After a last-minute room change to off-campus, the Columbia University Democrats hosted a conversation with Alexandria Ocasio-Cortez, the Democratic Party’s nominee for Congress in New York’s 14th District. Joined by Columbia professors Joseph Stiglitz and Anya Schiffrin, Ocasio-Cortez answered questions regarding her campaign and her platform.
Prior to beginning her campaign, Ocasio-Cortez started a publishing house for children’s books, worked as an education researcher, assisted on Bernie Sanders’ 2016 Presidential campaign, and held a job as a bartender to make ends meet. She went on to launch her own congressional campaign in 2017 as a Democratic Socialist, highlighting issues related to human rights, healthcare, immigration, and capitalism. In a surprise upset, she unseated ten-term incumbent Joe Crowley in New York’s 14th Congressional District in order to win the Democratic primary, and is heavily favored to win the race this November.
The event was similar to what one would expect from a conversation with a Congressional candidate. Ocasio-Cortez adhered to much of what the audience already knew about her policies – that she is a socialist, wishes to abolish ICE, and that she is strongly anti-Trump. She highlighted the disproportional impacts that gerrymandering has had on Democratic voters, the current state of the economy, and the media.
“People don’t really know what is true anymore and that is profoundly dangerous in a democracy” – Ocasio-Cortez
The event was billed as a conversation between Stiglitz and Ocasio-Cortez; however, Schiffrin also joined the pair for the entire event. Though the three seemed to agree on most issues, there were several times where they appeared to disagree but failed to communicate the differences in their positions.

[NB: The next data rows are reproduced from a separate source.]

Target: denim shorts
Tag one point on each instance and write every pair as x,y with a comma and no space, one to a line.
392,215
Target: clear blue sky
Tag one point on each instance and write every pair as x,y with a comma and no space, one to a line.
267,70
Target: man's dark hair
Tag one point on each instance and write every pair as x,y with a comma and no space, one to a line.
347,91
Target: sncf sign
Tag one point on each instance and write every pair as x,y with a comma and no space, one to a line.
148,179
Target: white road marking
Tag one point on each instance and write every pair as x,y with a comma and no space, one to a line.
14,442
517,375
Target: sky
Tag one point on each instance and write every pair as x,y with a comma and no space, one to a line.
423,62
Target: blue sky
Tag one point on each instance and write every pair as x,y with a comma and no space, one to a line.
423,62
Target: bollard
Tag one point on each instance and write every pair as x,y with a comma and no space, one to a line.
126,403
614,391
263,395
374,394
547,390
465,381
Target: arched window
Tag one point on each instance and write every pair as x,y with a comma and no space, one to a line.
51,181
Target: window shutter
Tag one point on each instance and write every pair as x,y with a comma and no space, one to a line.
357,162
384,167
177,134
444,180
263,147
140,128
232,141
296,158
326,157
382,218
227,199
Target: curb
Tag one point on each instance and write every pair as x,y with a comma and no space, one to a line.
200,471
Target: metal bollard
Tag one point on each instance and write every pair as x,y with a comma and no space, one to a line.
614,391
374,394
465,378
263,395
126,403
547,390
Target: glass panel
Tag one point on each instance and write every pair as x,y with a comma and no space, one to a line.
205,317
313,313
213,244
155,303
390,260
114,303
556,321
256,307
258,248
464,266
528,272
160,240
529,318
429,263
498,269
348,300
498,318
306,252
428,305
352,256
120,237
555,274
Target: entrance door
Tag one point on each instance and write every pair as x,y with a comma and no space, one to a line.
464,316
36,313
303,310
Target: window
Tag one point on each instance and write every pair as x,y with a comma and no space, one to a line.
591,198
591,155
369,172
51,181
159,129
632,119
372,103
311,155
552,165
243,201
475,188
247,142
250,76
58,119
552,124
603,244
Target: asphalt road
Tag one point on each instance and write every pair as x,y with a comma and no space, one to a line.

For example, Ocasio-Cortez claimed that the media is not covering enough issues that affect low-income Americans, such as income inequality and low minimum wage. The technology platforms which amplify low-income voices also serve misleading information (like opinions labelled as facts), which is hard to discern from the real thing. Schiffrin defended the media by talking up the reporting that is being done on those issues and instead blaming partisanship and the “killing-off” of local news for the current lack of agreement on factual information. On this issue, they mostly talked past each other; Ocasio-Cortez was speaking to why an economic message would appeal to low-income Americans, while Schiffrin was more concerned with the “post-truth” nature of our discourse.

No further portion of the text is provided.